4.5. DNA Extraction and 16S rRNA Gene Sequencing

Total community DNA was extracted from the 14 samples of colon contents using the repeated bead beating plus column method [62], and stored at −20 °C before sequencing. From each DNA sample, 14 amplicon libraries were generated using the 341F (5′-CCTACGGGNGGCWGCAG-3′) and 805R (5′-GACTACHVGGGTATCTAATCC-3′) primers, which produce approximately 450 bp products. The resultant 14 amplicon libraries were sequenced using a 2 × 300 bp paired-end protocol with the MiSeq platform (Illumina, San Diego, CA, USA) at the Macrogen sequencing facility (Macrogen, Inc., Seoul, Korea).

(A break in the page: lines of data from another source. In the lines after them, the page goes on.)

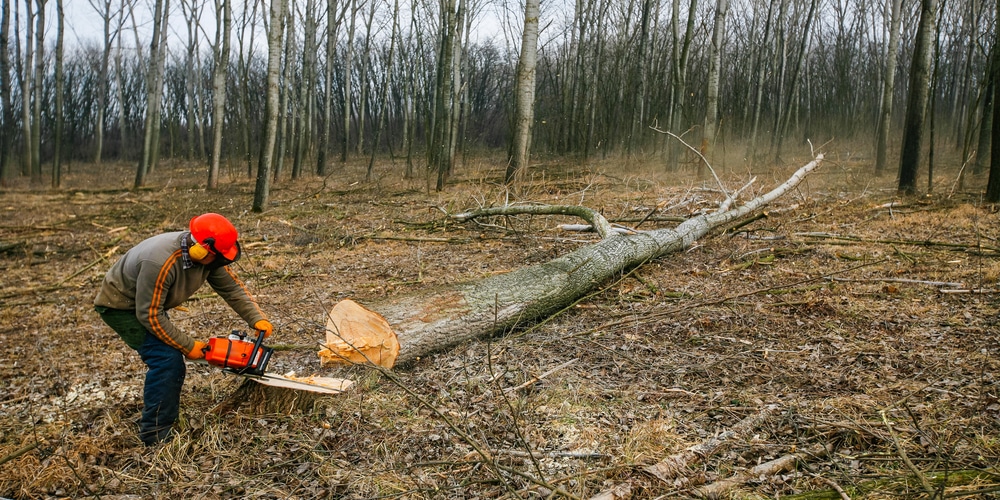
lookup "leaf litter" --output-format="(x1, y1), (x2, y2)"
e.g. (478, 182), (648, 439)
(0, 154), (1000, 498)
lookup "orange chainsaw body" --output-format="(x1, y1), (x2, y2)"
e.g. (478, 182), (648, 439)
(205, 332), (271, 375)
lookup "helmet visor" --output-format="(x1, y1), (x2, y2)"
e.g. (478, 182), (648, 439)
(203, 238), (243, 266)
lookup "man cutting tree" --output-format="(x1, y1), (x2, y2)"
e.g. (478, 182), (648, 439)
(94, 213), (274, 445)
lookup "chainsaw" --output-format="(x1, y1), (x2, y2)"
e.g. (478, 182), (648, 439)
(199, 330), (352, 394)
(205, 330), (274, 377)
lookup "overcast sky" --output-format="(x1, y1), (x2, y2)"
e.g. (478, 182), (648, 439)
(33, 0), (523, 57)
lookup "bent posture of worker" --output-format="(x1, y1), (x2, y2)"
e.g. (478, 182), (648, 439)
(94, 213), (273, 445)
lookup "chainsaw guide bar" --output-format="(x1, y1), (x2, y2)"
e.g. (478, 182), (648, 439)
(195, 331), (354, 394)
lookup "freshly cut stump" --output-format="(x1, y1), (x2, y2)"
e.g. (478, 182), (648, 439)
(317, 299), (399, 368)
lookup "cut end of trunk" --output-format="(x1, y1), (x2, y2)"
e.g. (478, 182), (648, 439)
(317, 299), (399, 368)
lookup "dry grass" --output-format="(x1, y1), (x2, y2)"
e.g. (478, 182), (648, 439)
(0, 151), (1000, 498)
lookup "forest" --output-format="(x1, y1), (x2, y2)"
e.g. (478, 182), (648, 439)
(0, 0), (1000, 500)
(0, 0), (996, 192)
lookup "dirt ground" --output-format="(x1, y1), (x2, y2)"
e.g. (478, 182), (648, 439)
(0, 155), (1000, 499)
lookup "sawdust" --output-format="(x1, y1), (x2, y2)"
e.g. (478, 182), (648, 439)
(0, 155), (1000, 498)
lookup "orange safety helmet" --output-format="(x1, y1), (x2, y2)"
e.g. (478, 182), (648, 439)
(190, 213), (241, 262)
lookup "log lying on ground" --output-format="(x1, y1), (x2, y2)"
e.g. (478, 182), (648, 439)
(367, 155), (823, 364)
(691, 444), (830, 500)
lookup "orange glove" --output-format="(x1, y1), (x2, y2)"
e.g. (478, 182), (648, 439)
(184, 340), (208, 359)
(253, 319), (274, 339)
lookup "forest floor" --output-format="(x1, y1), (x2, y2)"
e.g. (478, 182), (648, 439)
(0, 155), (1000, 499)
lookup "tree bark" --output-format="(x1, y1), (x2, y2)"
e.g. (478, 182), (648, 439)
(699, 0), (729, 163)
(52, 0), (66, 188)
(427, 0), (458, 191)
(986, 19), (1000, 203)
(369, 155), (823, 364)
(252, 0), (286, 213)
(135, 0), (169, 188)
(504, 0), (539, 184)
(340, 0), (358, 163)
(208, 0), (233, 189)
(898, 0), (938, 194)
(365, 0), (399, 182)
(0, 0), (14, 187)
(875, 0), (903, 175)
(30, 0), (46, 184)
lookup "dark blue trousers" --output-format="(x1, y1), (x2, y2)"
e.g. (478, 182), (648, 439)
(139, 333), (186, 445)
(94, 306), (186, 445)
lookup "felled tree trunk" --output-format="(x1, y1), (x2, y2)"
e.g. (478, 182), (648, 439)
(366, 155), (823, 364)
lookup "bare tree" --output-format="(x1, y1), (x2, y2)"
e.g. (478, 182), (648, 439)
(774, 0), (819, 161)
(898, 0), (938, 194)
(135, 0), (170, 188)
(365, 0), (399, 182)
(52, 0), (65, 188)
(354, 0), (378, 156)
(316, 0), (349, 176)
(0, 0), (14, 186)
(875, 0), (903, 175)
(29, 0), (46, 183)
(427, 0), (459, 191)
(271, 2), (292, 181)
(253, 0), (287, 213)
(701, 0), (729, 163)
(208, 0), (233, 189)
(504, 0), (539, 184)
(292, 0), (318, 179)
(986, 15), (1000, 203)
(90, 0), (124, 165)
(667, 0), (698, 168)
(181, 0), (205, 161)
(340, 0), (358, 163)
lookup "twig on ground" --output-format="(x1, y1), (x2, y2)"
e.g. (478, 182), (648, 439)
(503, 358), (580, 392)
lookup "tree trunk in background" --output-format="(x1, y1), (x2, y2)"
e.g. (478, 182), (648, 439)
(504, 0), (539, 185)
(972, 79), (997, 176)
(427, 0), (458, 191)
(625, 0), (653, 156)
(93, 0), (115, 165)
(986, 17), (1000, 203)
(0, 0), (14, 187)
(208, 0), (233, 189)
(271, 2), (299, 181)
(289, 0), (316, 179)
(135, 0), (169, 188)
(316, 0), (346, 176)
(875, 0), (903, 176)
(667, 0), (698, 169)
(252, 0), (287, 213)
(340, 0), (358, 163)
(376, 155), (823, 365)
(746, 2), (774, 165)
(446, 0), (471, 176)
(236, 0), (259, 177)
(181, 0), (205, 161)
(52, 0), (65, 188)
(770, 0), (792, 163)
(147, 0), (174, 173)
(774, 0), (819, 162)
(898, 0), (937, 194)
(365, 0), (399, 182)
(30, 0), (46, 184)
(354, 2), (377, 156)
(699, 0), (729, 164)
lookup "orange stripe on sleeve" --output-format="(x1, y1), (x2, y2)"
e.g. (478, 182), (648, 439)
(149, 250), (183, 349)
(223, 266), (267, 319)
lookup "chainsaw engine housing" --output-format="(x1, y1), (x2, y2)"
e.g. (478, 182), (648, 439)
(205, 331), (274, 375)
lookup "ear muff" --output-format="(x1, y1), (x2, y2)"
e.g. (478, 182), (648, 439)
(188, 243), (208, 260)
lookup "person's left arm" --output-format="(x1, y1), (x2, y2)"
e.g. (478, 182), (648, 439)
(208, 266), (271, 334)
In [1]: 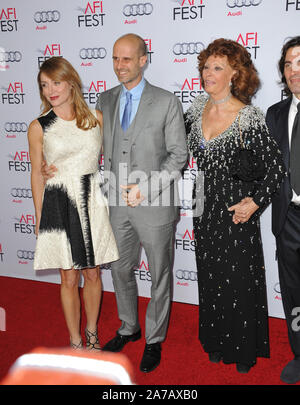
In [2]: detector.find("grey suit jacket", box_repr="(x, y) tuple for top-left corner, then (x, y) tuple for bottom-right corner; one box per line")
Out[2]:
(96, 81), (187, 225)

Paired reads were assembled using the FLASH program [63]. The assembled sequences were demultiplexed using the default parameters and quality filtered using a Q20 minimum value with the QIIME software package 1.9.1 [64]. Taxa were identified using the Greengenes reference database [65], while OTUs were determined at 97% sequence similarity using the uclust program [66]. After 100,000 sequences were subsampled from each colon sample to normalize the number of OTUs, alpha diversity indices (number of OTUs, Chao1, PD_whole_tree distance, and Shannon diversity index) were determined.

4.6. Statistical Analysis

Taxa (or OTUs) representing, on average, ≥0.2% of the total sequences were regarded as major taxa (or OTUs), and used for statistical analysis. The mean proportion of each taxon or OTU in the total sequences was compared among the three diet groups using analysis of variance, followed by Duncan’s test, in the XLSTAT statistical software version 18.07 (Addinsoft, New York, NY, USA). A significant difference was considered at p < 0.05.

4.7. Nucleotide Sequence Accession Number

The 16S rRNA gene sequence data used in the current study are available from the EMBL European Nucleotide Archive under accession number PRJEB27663.